Vol. 41 No. 1 (2024): Febrero
Review Article

Famotidine in the treatment of hospitalized patients with covid-19. Systematic review and meta-analysis.

John Steven Paisig Rosas
Universidad Privada Antenor Orrego
Alex N Castañeda Sabogal
1Universidad Privada Antenor Orrego
Revista Chilena de Infectologia - febrero 2024

Published 2024-02-02

How to Cite

1.
Paisig Rosas JS, Castañeda Sabogal AN. Famotidine in the treatment of hospitalized patients with covid-19. Systematic review and meta-analysis.

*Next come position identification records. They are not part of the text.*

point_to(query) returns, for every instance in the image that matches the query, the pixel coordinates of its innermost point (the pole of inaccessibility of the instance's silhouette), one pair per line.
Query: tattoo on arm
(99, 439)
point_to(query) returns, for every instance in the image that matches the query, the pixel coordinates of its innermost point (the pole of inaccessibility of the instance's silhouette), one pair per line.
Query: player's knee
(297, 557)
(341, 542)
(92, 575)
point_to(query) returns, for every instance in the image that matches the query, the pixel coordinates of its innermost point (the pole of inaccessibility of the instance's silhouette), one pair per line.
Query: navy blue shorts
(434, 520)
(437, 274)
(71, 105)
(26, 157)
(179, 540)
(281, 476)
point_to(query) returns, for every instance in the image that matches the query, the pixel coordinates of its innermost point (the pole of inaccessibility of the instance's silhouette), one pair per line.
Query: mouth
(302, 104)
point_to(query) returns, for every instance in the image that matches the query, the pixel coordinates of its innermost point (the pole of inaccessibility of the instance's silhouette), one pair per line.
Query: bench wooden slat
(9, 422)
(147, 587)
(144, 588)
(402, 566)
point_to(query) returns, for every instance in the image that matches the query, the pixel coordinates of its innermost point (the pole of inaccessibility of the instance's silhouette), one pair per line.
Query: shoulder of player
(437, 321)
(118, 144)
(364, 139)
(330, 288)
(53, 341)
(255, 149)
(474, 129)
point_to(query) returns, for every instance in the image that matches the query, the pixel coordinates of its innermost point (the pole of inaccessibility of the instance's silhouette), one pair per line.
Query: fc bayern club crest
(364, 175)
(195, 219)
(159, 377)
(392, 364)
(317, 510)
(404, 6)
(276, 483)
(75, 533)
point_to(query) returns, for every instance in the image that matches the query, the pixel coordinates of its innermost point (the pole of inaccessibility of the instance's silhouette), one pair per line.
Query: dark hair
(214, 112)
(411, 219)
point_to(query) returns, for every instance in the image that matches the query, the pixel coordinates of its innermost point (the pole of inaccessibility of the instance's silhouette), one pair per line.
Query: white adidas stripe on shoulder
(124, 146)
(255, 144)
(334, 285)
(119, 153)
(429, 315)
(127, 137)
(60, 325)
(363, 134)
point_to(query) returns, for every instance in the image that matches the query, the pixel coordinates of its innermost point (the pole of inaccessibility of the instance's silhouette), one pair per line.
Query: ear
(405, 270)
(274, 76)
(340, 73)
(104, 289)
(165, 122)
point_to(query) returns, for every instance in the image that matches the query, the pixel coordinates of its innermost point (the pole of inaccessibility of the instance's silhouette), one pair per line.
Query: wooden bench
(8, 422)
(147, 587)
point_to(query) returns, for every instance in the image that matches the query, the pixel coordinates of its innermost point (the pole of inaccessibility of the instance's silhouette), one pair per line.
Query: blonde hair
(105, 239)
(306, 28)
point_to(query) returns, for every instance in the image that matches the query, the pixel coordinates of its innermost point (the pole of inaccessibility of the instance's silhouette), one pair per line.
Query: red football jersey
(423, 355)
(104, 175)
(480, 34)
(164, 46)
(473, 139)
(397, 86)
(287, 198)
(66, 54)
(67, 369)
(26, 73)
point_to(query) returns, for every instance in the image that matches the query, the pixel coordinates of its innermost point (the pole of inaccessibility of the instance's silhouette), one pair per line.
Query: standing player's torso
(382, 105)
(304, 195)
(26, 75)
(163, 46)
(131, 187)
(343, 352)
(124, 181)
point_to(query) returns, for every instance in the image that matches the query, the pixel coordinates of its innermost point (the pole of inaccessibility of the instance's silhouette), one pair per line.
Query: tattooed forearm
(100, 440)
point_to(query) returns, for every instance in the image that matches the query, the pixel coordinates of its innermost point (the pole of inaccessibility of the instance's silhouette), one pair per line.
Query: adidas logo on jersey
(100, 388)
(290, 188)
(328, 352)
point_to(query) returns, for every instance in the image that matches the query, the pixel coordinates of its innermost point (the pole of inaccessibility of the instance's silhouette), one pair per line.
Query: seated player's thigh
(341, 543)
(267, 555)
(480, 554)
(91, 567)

Rev. Chilena. Infectol. [Internet]. 2024 Feb. 2 [cited 2025 Nov. 27];41(1). Available from: https://www.revinf.cl/index.php/revinf/article/view/2024000100007

Abstract

Background. Severe acute respiratory syndrome coronavirus 2 (SARS-CoV-2), with high morbidity and mortality, lacks, at the time of preparing this review, a highly effective specific therapy. Famotidine has been postulated as a viable therapeutic option, based on retrospective cohort investigations and computational models guided by artificial intelligence.Aim: The objective of this study was to compile the best scientific evidence available to determine the effectiveness and efficacy of famotidine in the treatment of hospitalized patients with COVID-19, to reduce the risk of disease progression, intubation, death, and time to hospital stay. Methods: A search was carried out in PubMed, Ebsco, Scopus, Web of Science, and central Cochrane, for original articles that report the variables of interest associated with the use of famotidine in hospitalized patients with COVID-19. The investigators independently evaluated and selected the studies, the exposed data for the associations of interest were extracted and processed with Revman 5.3 software. Results: The search yielded a total of 126 potential articles for the review, of which 14 were selected for analysis. A total of 47,044 patients were included in the meta-analysis of which 6,647 were famotidine users. The risk of intubation was reduced in the group not exposed to famotidine, although without statistical significance (RR 1.43 IC95% 0.42 - 4.83), regarding mortality there was no significant reduction in the famotidine group (RR 0.95 IC 95 % 0.70 – 1.29). A reduction in the length of hospital stay was observed (MD -1.60 -2.89, -0.31) and finally it was shown that there is no association between the use of famotidine and the composite outcome of reduced risk of ICU admission, intubation and death. (RR 1.03 95% CI 0.46– 2.34). Conclusion: Famotidine does not show effectiveness or efficacy in reducing the risk of intubation or ICU admission or mortality in patients hospitalized for COVID-19. The efficacy in reducing hospital stay is not consistent and more clinical trials with good methodological quality are needed to define it.